Sunday, 16 February 2014
Columbus AB (Hyatt Regency Chicago)
Thomas W. Swetnam , University of Arizona, Tucson, AZ
Forests and communities are now extremely vulnerable to large, severe fires during droughts as a consequence of fire exclusion and other land use practices. The extent to which this vulnerability is influenced by climate and land-use remains unclear.  Multi-century case studies reveal that certain types of fire are critical for maintaining the health of forests in the Western U.S. In semi-arid pine forests of the Southwestern U.S., frequent surface fires clean out understory plants, maintain an open stand structure, and improve the resilience of these forests to severe droughts. The removal of these frequent, cool, surface fires during the 20th century by fire suppression has changed the fire-forest dynamic. Now, in the context of global warming, severe and extended droughts have turned Southwestern forests into tinderboxes that threaten homes, infrastructure, and the very forests that have attracted so many human communities to these landscapes. The expansion of the human built environment into these fire- and drought-prone forests has created a unique fire and forest management problem referred to as the Wildland Urban Interface or WUI.

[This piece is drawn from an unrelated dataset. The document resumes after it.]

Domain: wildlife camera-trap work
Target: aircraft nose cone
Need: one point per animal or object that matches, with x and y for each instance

Just as paleo-records have illuminated the dynamics of forest fire regimes and their relationship to climate, we look to the past through interdisciplinary socio-ecological research to understand the climate vulnerabilities of human and ecological communities at the WUI. Many of these landscapes were home to agricultural populations for centuries before Euroamerican colonization, seemingly without creating climate vulnerabilities that we are currently experiencing. In the southwestern Jemez Mountains in particular, more than 8,000 Ancestral Jemez villagers lived at population densities equivalent to the modern WUI for at least three centuries, through several severe droughts. We have brought together the insights of archaeology, dendrochronology, paleoecology, traditional ecological knowledge, and dynamic computer simulations to investigate the complex, long-term couplings of forest ecosystems, fire regimes, climate change, and human communities in the Ancestral Jemez landscape. This interdisciplinary research focuses on evaluating whether or not particular fire-forest-society relationships can enhance or erode the resilience of these fire-adapted forests. Our ongoing research addresses this question at multiple scales from the daily lived environment of the human communities, across their agricultural landscape, and beyond to encompass a mosaic of humanized, coupled human-natural, and natural landscape patches.